From Clemson Plant Pathologist Tony Keinath
This year’s Fusarium wilt experiment includes 3 seedless cultivars, 3 fungicide treatments applied via drip irrigation, and grafting. (This experiment is supported in part by a USDA SCRI grant.) Transplants were set April 5 in a field infested with Fusarium races 1 and 2.
Right on schedule, symptoms of Fusarium wilt appeared in most plots by 5 weeks after transplanting, May 9.


It’s a bit early to assess treatments, but, so far, grafted plants have many fewer affected plants (0.2%) compared to non-grafted (15%). At this point, there is no clear effect of fungicides.
After strong winds the weekend of April 29-30, 36 plants on May 2 and 21 more plants on May 9 for a total of 57 plants (12% of the total on April 27, the first rating date) showed symptoms of collapse, dried leaves, twisted or brown stems at the soil line, and complete plant wilting. The symptoms looked like Pythium stem and root rot, but clearly were not Fusarium symptoms, mainly because the entire plant collapsed.

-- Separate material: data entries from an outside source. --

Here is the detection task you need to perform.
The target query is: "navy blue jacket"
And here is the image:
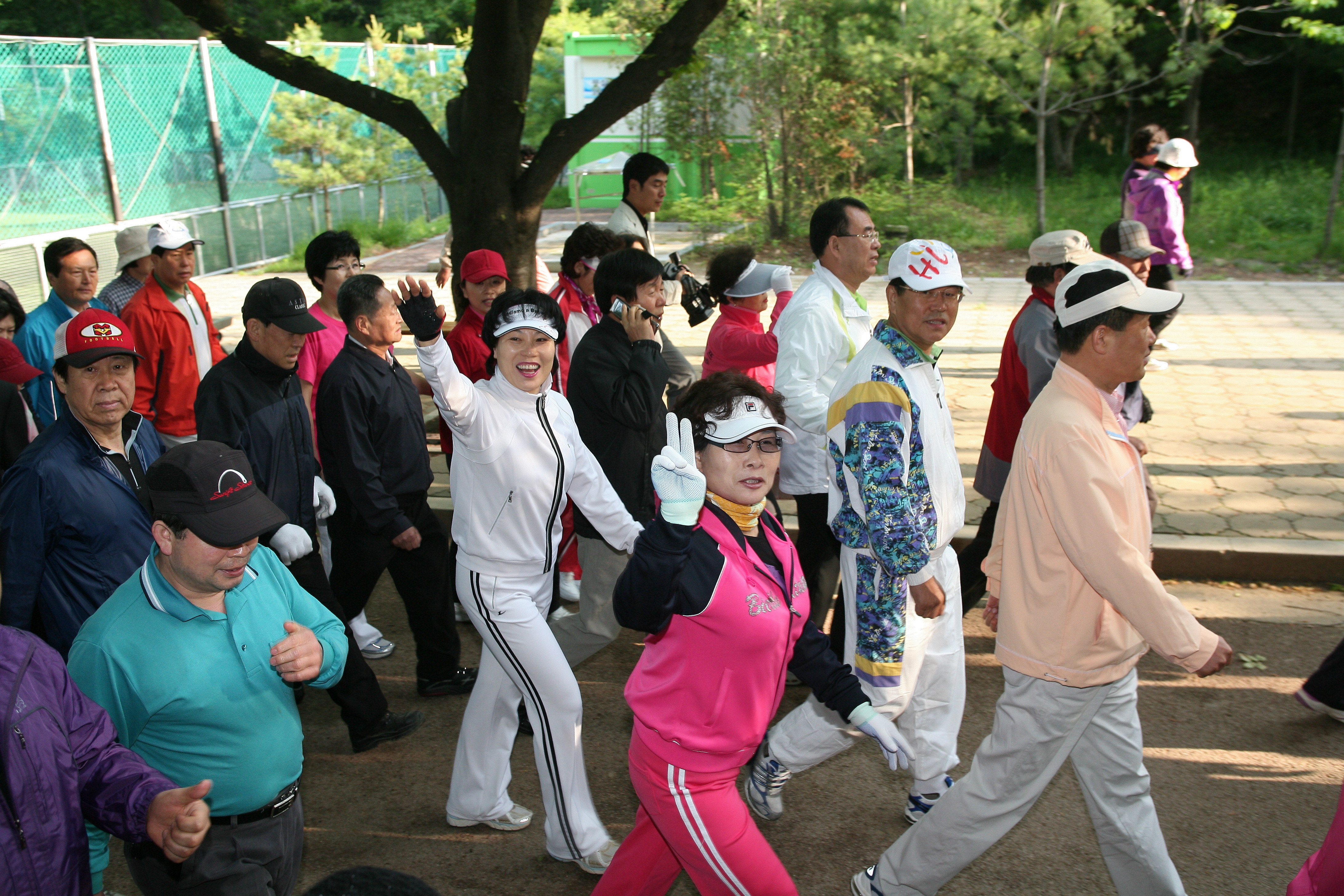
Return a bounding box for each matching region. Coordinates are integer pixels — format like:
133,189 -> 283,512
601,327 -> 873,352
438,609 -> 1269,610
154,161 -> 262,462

After culturing in the lab, 21% of plants sampled yielded Pythium or Globisporangium (formerly included in Pythium). [Side note: Pythium on cucurbits includes species active in warm soil, while the Globisporangium species typically recovered from diseased cucurbits are active in cool soil. May is a transition month between warm and cool species, particularly under black plastic mulch.]
This year, stand loss from wind damage was a bigger problem than Pythium stem and root rot. In this field, the rows and rye strips are oriented east to west—the wrong orientation along the coast, where the prevailing wind direction is from the west. The rye strips provided little wind buffer. Wind damage is commonly observed at Coastal REC when plants are too short to latch onto each other, but it was worse than normal this year. Grafted plants faired better in the wind than non-grafted plants, as <1% of the grafted plants were lost, but 15% of the non-grafted plants were.
Finally, two counts of the number of SP-7 plants with flowers were done. In one count, more grafted SP-7 had flowers than non-grafted, but in the other count, both grafted and non-grafted plants had similar numbers.